One day our tails fell off and lay at our feet like giant dead caterpillars. One of my neighbors claimed that he was molting and a new tail had already begun growing. He turned around to show us, but we couldn’t see anything. Another neighbor couldn’t remember the last time he had used his tail. Most of us tried sewing them back on, and that was painful. In a short time, the stitches ripped out or frayed to the point of splitting apart. Then we used superglue and that kept them on for a longer period of time, but our various tails just hung limply from our backsides and had no connection to our feelings or the workings of our bodies. Eventually we ripped them off each other.

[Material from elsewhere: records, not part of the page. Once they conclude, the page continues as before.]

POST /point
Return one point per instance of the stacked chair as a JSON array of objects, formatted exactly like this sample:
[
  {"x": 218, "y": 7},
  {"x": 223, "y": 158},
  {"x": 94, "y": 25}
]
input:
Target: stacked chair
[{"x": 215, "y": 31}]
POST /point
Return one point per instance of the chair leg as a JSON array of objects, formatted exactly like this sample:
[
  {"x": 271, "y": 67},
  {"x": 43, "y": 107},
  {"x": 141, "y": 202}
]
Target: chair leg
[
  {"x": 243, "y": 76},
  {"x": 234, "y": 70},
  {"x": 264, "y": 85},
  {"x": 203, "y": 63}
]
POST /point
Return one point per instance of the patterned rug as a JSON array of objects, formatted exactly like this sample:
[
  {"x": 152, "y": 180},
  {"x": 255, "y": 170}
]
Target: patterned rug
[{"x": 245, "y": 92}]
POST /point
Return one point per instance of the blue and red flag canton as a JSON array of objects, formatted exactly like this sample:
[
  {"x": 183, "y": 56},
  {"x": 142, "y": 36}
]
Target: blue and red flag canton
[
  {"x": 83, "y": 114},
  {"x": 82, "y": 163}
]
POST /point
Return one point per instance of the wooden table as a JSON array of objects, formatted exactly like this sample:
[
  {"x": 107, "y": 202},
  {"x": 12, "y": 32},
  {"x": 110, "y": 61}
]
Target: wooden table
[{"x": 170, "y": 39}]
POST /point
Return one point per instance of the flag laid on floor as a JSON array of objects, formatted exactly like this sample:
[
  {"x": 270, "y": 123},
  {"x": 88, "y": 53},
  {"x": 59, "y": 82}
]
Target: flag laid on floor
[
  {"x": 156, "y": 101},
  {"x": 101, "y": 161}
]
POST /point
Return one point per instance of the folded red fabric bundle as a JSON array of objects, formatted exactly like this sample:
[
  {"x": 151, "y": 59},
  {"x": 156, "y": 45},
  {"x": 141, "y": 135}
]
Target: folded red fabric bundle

Removed from our bodies, the tails shriveled into filaments of fur. We dug a long trench to bury them. We told stories about our tails and then shoveled dirt over them. Without them, we couldn’t tell whether tears and smiles were sincere, whether those approaching were friendly or meant to do us harm. Even though our tails were gone, we often felt them waving behind us, but it was only the wind reminding us of who we once were.
City of Money
When we try to spend our money, our broker stops us. “Your money is growing like a new city—shops, movies, schools, government offices. Leave it where it is.” But where is it? When our broker points to it on his share screen, it’s a tiny dot barely visible. “Look harder,” he says, and now we see our green city sparkling in the distance—cafes, restaurants, a lovely park, a lake with a kayak gliding across it, statues of us in the glistening grass and hundred-dollar bills showering from the puffy clouds. When we touch our city, beads of moisture linger on our fingertips.
Counting the Money
Before he went to sleep every night, my father, who was penniless in his twenties and lived in YMCAs during the Depression, counted the money in his wallet, licking his index finger and setting the bills on the dresser. If he lost count, he would have to start at the beginning. He knew how much was in his wallet, but he had to arrive at the correct total twice, never wanting to be short on cash. Once that happened, he could stop counting. For luck, he would tap the bills on their four sides and fold them into his wallet and say a small prayer for tomorrow to bring more sales, more money. Then he could shut his eyes and sleep. He often had a recurring dream, a shower of twenty-dollar bills falling from the sky, the streets filling with money. He bundled a fortune in his arms and walked as carefully as he could, but before he could arrive home, the wind had stolen his money. When he turned back, sunlight fell from the sky, and there was only some crumpled newspapers skimming the asphalt and a single dollar bill lifting its wings.